I imagined myself feeding a large wolf and stroking its head as I did so.
Breaking off my previous course I shifted hard to my back right. Spinning and rotating at the same time I adjusted the Velenoso to point at the sniper that had been tailing me so hungrily just moments before, and with gusto now I charged at him, eyes narrowing as I centered the aiming reticule over his ship.
He was clearly surprised by my aggressiveness, about as much as his near-snipe had surprised me. This time, being rattled would be fatal for the pilot. Coming upon him as he failed to change course, I fired three shots across his bow, and saw one hit the cockpit dead-on. The laser would have melted him instantaneously; he was dead before the ship exploded.

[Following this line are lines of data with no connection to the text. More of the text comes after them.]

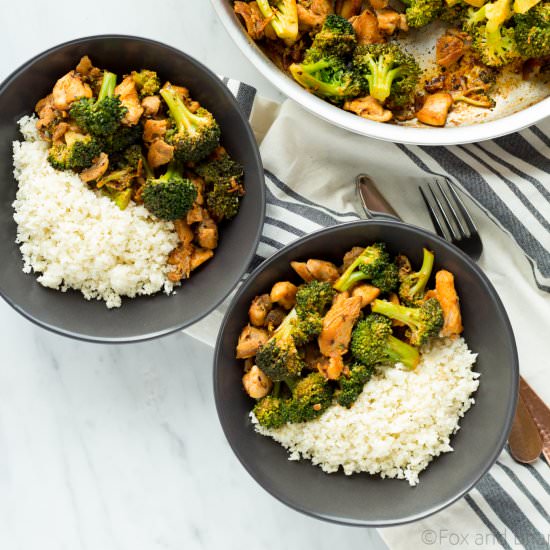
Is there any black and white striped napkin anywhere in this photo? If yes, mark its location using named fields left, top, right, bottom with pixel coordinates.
left=188, top=79, right=550, bottom=550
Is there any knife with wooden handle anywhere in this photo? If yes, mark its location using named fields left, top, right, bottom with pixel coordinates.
left=519, top=377, right=550, bottom=465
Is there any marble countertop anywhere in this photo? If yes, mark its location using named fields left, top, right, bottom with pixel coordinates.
left=0, top=0, right=385, bottom=550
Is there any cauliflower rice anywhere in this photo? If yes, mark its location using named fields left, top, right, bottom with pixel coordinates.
left=251, top=338, right=480, bottom=485
left=13, top=116, right=179, bottom=308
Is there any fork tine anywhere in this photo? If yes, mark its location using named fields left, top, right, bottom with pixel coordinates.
left=447, top=180, right=479, bottom=236
left=432, top=178, right=468, bottom=239
left=418, top=186, right=451, bottom=241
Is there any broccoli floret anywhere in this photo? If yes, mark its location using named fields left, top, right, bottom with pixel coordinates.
left=334, top=243, right=399, bottom=292
left=253, top=395, right=289, bottom=429
left=160, top=88, right=220, bottom=163
left=289, top=54, right=363, bottom=104
left=256, top=0, right=298, bottom=46
left=351, top=313, right=420, bottom=369
left=194, top=147, right=244, bottom=185
left=514, top=2, right=550, bottom=58
left=288, top=372, right=333, bottom=422
left=399, top=248, right=434, bottom=306
left=296, top=281, right=335, bottom=339
left=354, top=42, right=421, bottom=107
left=335, top=363, right=374, bottom=409
left=256, top=309, right=305, bottom=382
left=143, top=162, right=197, bottom=220
left=69, top=71, right=128, bottom=136
left=132, top=69, right=160, bottom=98
left=403, top=0, right=443, bottom=28
left=312, top=14, right=357, bottom=57
left=371, top=298, right=443, bottom=346
left=48, top=132, right=101, bottom=172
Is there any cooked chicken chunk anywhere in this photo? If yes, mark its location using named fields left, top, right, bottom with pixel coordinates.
left=435, top=34, right=464, bottom=67
left=334, top=0, right=363, bottom=19
left=435, top=269, right=464, bottom=337
left=269, top=281, right=298, bottom=309
left=416, top=92, right=453, bottom=126
left=306, top=259, right=340, bottom=283
left=344, top=95, right=393, bottom=122
left=197, top=216, right=218, bottom=250
left=147, top=139, right=174, bottom=169
left=80, top=153, right=109, bottom=183
left=318, top=296, right=362, bottom=357
left=248, top=294, right=273, bottom=327
left=297, top=0, right=332, bottom=31
left=141, top=95, right=161, bottom=116
left=290, top=262, right=314, bottom=283
left=237, top=325, right=269, bottom=359
left=350, top=10, right=385, bottom=44
left=52, top=71, right=93, bottom=111
left=351, top=283, right=380, bottom=308
left=115, top=76, right=143, bottom=126
left=233, top=2, right=269, bottom=40
left=243, top=365, right=273, bottom=399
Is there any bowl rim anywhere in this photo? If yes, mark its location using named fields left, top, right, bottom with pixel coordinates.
left=212, top=219, right=519, bottom=528
left=211, top=0, right=550, bottom=146
left=0, top=34, right=266, bottom=344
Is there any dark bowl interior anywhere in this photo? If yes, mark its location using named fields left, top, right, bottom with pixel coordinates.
left=0, top=36, right=265, bottom=342
left=214, top=221, right=519, bottom=526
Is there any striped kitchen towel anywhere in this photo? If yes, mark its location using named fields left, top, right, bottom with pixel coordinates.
left=187, top=81, right=550, bottom=550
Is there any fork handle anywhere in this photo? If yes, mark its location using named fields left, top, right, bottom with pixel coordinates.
left=355, top=174, right=402, bottom=221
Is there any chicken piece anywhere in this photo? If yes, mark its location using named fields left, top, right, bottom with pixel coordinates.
left=115, top=76, right=143, bottom=126
left=318, top=296, right=362, bottom=357
left=80, top=153, right=109, bottom=183
left=166, top=244, right=194, bottom=283
left=297, top=0, right=333, bottom=31
left=435, top=34, right=464, bottom=67
left=243, top=365, right=273, bottom=399
left=306, top=260, right=340, bottom=283
left=265, top=307, right=287, bottom=332
left=248, top=294, right=273, bottom=327
left=52, top=71, right=93, bottom=111
left=376, top=8, right=402, bottom=35
left=141, top=95, right=161, bottom=117
left=147, top=139, right=174, bottom=169
left=269, top=281, right=298, bottom=309
left=290, top=262, right=314, bottom=283
left=344, top=95, right=393, bottom=122
left=435, top=269, right=464, bottom=337
left=197, top=216, right=218, bottom=250
left=334, top=0, right=363, bottom=19
left=370, top=0, right=390, bottom=10
left=174, top=220, right=194, bottom=245
left=340, top=246, right=365, bottom=273
left=351, top=283, right=380, bottom=308
left=236, top=325, right=269, bottom=359
left=350, top=10, right=385, bottom=44
left=416, top=92, right=453, bottom=126
left=190, top=246, right=214, bottom=271
left=233, top=2, right=269, bottom=40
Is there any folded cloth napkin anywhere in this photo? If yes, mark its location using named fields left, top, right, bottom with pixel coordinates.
left=187, top=81, right=550, bottom=550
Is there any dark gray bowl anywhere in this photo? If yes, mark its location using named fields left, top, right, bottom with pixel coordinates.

My focus retrained on the radar screen as I circled back around in the shattered debris of my first kill. The other two pilots hadn't fully readjusted yet; they were slow to respond to my movements. Are you surprised I went for your leader first?
I had outpositioned them from the start, and now I penetrated deep into the cops' flank. With space blurring around me I once again centered the distinctive blue-black cruiser of the Imperial police within my crosshairs. Responding to my movements the ship had changed direction, and as his engines revved in a desperate attempt to escape I pulled back on the trigger and fired off a volley of shots which I watched strike a glancing blow on the center of the ship. Scared but alive, he scurried away in the opposite direction I was headed.
Pulling off to my left, I circled back around right in line with the remaining cop, who had been attempting to catch up to me and his buddy; with two more trigger pulls and two more volleys from my guns, I treated his ship to multiple hull penetrations on either side of its chassis. It didn't explode immediately, but it was almost instantly disabled; I could see its pilot struggling at the controls, briefly, as I passed. It exploded within my rearview camera, a second kill in this chance encounter.
I had lost radar sight of the third ship, and I was pointed in the direction I needed to go, so I kept on going, seeing no more of the imperial police force as I sped, hard but in control, away from the sight of the skirmish.
After a few minutes that felt like a few hours the rush that had fueled my attack began to cool off, and a great drowsiness took hold of me as cruised, numbed slightly to the stimuli of life as I scrolled through the ship's onboard map looking for the nearest station, which would offer me a place I could rest, eat, and call the man I was working for.
Picking a place I leaned back in my seat and let the cruise control take over, and as time sank back into the background I began once more to feel at home in my cockpit, firmly settled at the controls, alone with the vast nothingness of space around me, radar screen empty and silent.
I like being a courier pilot. You get to spend a lot of time alone. It suits me.